Quando l'amore è un terremoto cosmico. La storia di Luigi e Fortuna nell'intensa performance al Mulino Pacifico In primo piano

La bella Fortuna Licenziati cammina coi suoi seni prorompenti per la calata della Sanita'. Il geometra Luigi Impagliazzo la osserva tutti i giorni, sognando di avere un rapporto d'amore con lei. Quella femmina, però, è la moglie di un boss della zona, che si chiama Albino Marra. La loro storia è raccontata da Manlio Santanelli nella commedia  “La Venere dei terremoti”, andata in scena al Mulino Pacifico, nell’ambito della rassegna “Obiettivo T”, organizzata dalla compagnia teatrale Solot.

La parte dell’innamorato spasimante è interpretata da Roberto Azzurro, che col corpo e con la voce si trasforma in mille personaggi, realizzando una performance fantasmagorica e poliedrica. Sulla scena vediamo scorrere così le facce e le parole della madre di Luigino, che raccomanda al figlio di stare attento alle “zoccole”, del boss violento che muore ammazzato, di tanti personaggi dei vicoli di Napoli, di Fortuna che attende il grande incontro. La vicenda è accompagnata dal sottofondo delle canzoni dell’epoca, da Luigi Tenco a Lucio Dalla, da Gigliola Cinquetti a Domenico Modugno, da Salvatore Di Giacomo a Giuseppe Verdi.

Il desiderio ardente invade i due innamorati. “Cosa aspetta Luigino - sbotta Fortuna, stanca di aspettare - io mi sento come una pentola con l’acqua che bolle e nisciuno ce mette e maccheroni arint’”. Il giorno tanto atteso finalmente arriva. Gli amanti si incontrano in una camera d’albergo di lusso. Piano piano si spogliano. Il geometra scruta il corpo di Fortuna, dai due “faraglioni” fino alla “macchia mediterranea”. Lei guarda stupita il suo “calamaro gigante”. L’amplesso è gioioso e scoppiettante,  tra i due scatta una girandola di sensazioni ed emozioni. Nella camera va in onda un “fenomeno geofisico cosmico di lucreziana memoria”.

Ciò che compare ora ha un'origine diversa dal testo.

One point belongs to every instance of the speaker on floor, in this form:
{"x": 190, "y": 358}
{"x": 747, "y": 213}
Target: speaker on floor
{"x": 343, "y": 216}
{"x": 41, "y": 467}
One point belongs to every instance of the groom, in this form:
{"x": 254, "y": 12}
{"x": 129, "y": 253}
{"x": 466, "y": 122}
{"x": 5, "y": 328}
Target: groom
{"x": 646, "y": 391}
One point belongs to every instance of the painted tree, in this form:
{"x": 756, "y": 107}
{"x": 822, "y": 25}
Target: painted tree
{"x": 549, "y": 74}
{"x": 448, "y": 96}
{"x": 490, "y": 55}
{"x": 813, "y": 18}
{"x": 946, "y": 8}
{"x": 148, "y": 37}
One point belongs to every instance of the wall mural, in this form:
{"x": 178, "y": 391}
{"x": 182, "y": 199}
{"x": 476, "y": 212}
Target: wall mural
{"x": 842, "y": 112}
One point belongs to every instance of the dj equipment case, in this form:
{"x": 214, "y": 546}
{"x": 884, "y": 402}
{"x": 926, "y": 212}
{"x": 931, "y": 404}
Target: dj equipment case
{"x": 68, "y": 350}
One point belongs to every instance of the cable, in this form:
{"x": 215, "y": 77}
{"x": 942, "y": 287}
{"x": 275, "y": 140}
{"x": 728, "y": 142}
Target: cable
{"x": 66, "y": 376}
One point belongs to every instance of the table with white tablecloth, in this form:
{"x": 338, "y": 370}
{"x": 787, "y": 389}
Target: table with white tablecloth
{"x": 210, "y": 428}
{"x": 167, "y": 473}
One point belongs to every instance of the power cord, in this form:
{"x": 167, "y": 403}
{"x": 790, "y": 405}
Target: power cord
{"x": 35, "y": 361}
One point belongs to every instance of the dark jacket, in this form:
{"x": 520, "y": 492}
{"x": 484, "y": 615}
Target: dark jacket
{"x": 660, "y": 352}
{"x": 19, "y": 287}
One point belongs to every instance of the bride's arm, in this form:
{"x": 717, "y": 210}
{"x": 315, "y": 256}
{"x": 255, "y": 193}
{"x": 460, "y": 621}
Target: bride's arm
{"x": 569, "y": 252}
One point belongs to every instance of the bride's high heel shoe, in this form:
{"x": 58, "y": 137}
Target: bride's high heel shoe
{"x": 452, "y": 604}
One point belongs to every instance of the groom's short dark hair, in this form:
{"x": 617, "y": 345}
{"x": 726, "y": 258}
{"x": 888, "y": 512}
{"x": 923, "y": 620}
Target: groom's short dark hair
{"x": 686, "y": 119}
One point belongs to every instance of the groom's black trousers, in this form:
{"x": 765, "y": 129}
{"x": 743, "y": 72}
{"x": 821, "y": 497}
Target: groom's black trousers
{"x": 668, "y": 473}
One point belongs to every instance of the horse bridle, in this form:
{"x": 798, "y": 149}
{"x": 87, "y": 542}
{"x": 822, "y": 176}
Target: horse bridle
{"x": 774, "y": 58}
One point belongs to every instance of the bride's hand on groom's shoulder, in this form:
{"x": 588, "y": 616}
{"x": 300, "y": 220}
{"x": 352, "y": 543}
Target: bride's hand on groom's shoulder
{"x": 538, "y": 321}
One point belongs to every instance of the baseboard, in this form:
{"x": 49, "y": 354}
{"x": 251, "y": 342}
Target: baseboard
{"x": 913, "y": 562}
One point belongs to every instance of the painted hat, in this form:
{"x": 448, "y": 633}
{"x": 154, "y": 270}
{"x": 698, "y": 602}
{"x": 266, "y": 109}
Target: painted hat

Il movimento dei corpi si confonde con quello delle cose e degli oggetti circostanti. Quella sera è il 23 novembre del 1980. Il terremoto intorno è vero come quello interno. La religiosa e pia Fortuna pensa che il sisma sia stato colpa loro, decide di espiare quel peccato, andando nei paesi della sofferenza “a dare un quarto d’ora di consolazione”. Luigino non sopporta il doloroso abbandono ed impazzisce, imprecando nel manicomio contro la sua donna, definendola “puttana missionaria”.

Il linguaggio dello spettacolo è colorito ed effervescente. L’attore padroneggia il testo con carnalità. Dall’infermiera che fa le siringhe, chiamata “spertusa-pacche”, alle movenze provocanti di Fortuna, simili a quelle di una “porno-zoccola di una vetrina amburghese”, il monologo porta alla luce uno spaccato, ricco di  passionalità, vivacità, brio e sensualità, che Roberto Azzurro interpreta con forza, freschezza e sentimento.